1. Freud himself acknowledged that his “psychoanalysis” of religion had no supporting clinical evidence. 2. The argument commits the genetic fallacy, which is the error of attributing truth or falsehood to a belief based on its origin or genesis. 3. We need to distinguish between the rationality of belief and the psychology of belief. 4. It is odd and arbitrary to claim that whatever brings comfort and solace is false. 5. The incurably religious nature of human beings could just as likely indicate a divinely placed void that only God can fill. 6. A comforting father figure, while unique to the biblical faith, is not at the heart of the other world religions. 7. The attempt to psychologize believers applies more readily to the hardened atheist.
Read the whole article and Copan’s explanation of each point here. The following video presentation is by Professor Paul Vitz (I believe he is now retired)… here is a short bio on him via Conservapedia:
Paul Vitz is a Psychology professor at New York University. He graduated with a B.A. in Psychology from the University of Michigan in 1957 and with a Ph.D in Psychology from Stanford University in 1962. An atheist until he was in his late 30s, he is now a practicing Roman Catholic. His focus is on the connection between Christianity and Psychology. He is a member of the fellowship of Catholic Scholars, but also has strong contact to Evangelical Protestantorganizations and deeply religious Jews.

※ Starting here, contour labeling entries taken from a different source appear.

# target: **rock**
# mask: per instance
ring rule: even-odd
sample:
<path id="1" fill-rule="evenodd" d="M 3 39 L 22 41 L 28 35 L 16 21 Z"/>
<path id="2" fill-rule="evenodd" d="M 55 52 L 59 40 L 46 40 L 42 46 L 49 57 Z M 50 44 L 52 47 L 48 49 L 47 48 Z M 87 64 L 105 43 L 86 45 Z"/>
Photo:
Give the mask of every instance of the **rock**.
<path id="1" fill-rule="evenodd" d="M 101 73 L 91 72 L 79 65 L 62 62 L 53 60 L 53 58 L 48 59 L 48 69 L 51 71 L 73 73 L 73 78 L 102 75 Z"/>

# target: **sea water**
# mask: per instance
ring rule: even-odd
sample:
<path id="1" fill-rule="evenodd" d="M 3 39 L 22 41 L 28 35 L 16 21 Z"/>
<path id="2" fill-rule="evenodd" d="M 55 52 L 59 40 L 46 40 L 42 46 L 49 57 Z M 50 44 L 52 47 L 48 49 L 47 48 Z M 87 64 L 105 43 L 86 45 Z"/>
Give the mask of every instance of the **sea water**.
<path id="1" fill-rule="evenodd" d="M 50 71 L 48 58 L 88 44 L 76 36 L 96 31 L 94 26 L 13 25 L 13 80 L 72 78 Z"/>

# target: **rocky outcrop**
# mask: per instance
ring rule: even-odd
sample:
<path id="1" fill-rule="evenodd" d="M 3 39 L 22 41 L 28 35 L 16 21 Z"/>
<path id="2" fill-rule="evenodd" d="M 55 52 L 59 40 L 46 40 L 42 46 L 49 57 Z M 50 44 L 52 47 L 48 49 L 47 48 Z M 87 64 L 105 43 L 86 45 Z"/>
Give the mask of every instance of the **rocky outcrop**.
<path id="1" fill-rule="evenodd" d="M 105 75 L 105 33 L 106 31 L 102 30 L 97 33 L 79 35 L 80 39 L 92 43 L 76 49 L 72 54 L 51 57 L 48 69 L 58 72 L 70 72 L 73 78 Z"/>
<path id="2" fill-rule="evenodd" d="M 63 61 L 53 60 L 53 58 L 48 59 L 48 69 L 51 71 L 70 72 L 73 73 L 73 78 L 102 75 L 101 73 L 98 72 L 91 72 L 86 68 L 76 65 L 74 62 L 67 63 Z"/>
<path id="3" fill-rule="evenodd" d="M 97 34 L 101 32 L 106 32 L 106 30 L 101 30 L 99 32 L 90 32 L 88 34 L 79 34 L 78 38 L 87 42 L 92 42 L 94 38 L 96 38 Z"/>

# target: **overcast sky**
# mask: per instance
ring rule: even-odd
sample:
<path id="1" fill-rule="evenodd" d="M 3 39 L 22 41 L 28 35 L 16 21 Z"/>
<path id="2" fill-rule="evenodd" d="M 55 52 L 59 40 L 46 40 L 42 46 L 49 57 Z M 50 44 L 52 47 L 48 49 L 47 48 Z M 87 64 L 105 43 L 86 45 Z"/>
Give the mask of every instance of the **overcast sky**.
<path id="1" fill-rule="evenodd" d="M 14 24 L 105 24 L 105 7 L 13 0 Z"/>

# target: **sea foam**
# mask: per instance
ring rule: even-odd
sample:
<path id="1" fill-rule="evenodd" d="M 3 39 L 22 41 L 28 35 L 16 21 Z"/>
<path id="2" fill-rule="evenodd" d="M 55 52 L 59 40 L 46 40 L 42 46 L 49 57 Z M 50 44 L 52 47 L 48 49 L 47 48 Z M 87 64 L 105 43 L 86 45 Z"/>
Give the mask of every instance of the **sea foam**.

Vitz criticizes liberalism and believes there is a link between fatherlessness and atheism, as he demonstrates in his book Faith of the Fatherless, the Psychology of Atheism (1999). The thesis of Faith of the Fatherless holds that famous believers—e.g., Blaise Pascal, Edmund Burke, Friedrich Schleiermacher, Karl Barth, and Dietrich Bonhoeffer—had strong and loving fathers, whereas their atheistic counterparts—e.g., Thomas Hobbes, Voltaire, Sigmund Freud, Mao Zedong and Adolf Hitler—all had fathers who were weak, unloving, or absent. Thus, philosophers, professors, and political tyrants who denounce God do so in order to relive traumatic childhood experiences and to subconsciously seek out help rather than to explore any sort of valid or respectable reasoning process.
His books are as follows (his Amazon page is here):
Psychology As Religion: The Cult of Self-Worship;
Modern Art and Modern Science: The Parallel Analysis of Vision, authored with Arnold B. Glimcher;
Sigmund Freud’s Christian Unconscious;
Censorship: Evidence of Bias in Our Children’s Textbooks;
The Course of True Love: Marriage in High School Textbooks, a Report to the Nation from the Council on Families;
Defending the Family: A Sourcebook, edited with Stephen M. Krason;
Faith of the Fatherless: The Psychology of Atheism;
The Self: Beyond the Postmodern Crisis, edited with Susan M. Felch.
Here is another example of a crutch allowing people to feel like they can act-out as they please:
Heaven or Hell? The Sinners Crutch!
From video description
In this “Ultimate Issues Hour,” Dennis Prager discusses “Ultimate Justice” (God’s justice and otherwise) and justice’s involvement/affect in/on behavior. A new study reveals that belief in hell [and heaven] predicted a lower crime rate; belief in heaven predicted more crimes. Dennis tackles this hard to explain — or is it — issue.
This is uploaded because of an article by a detective and Christian apologist that likewise deals head-on with these questions as well (See, “Does Belief In God Encourage Criminal Behavior?“). Detective Wallace says, “Criminals who justify their actions with religious doctrines are typically woefully ignorant of (or purposefully distorting) these doctrines,” I concur. Having been in jail for almost a full year-and-a-half with three felonies, I know first hand the psychological crutch religion can play, rather than the Refiner’s Fire Christianity is meant to be (Zechariah 13:9, 1 Peter 1:7, Job 23:10, Isaiah 48:10).
I will add that “Liberalism,” wherever it is applied (politics, economics, faith, ethics, and the like), harms immeasurably the actions of those involved in it. Theology is no less hurt by this progressive matrix.
Just the latest example of this are those that are opposed to pro-lifers support of a bill that will stop late-term abortions. They can be heard chanting “hail Satan” in response to others singing “Amazing Grace.” As well as “fu*k the church!” The Democrats that once supported and made up John F. Kennedy’s base would not recognize the liberal Democratic party of today. Which is why Dennis says (as well as Reagan) that the Democratic Party left them, not the other way around.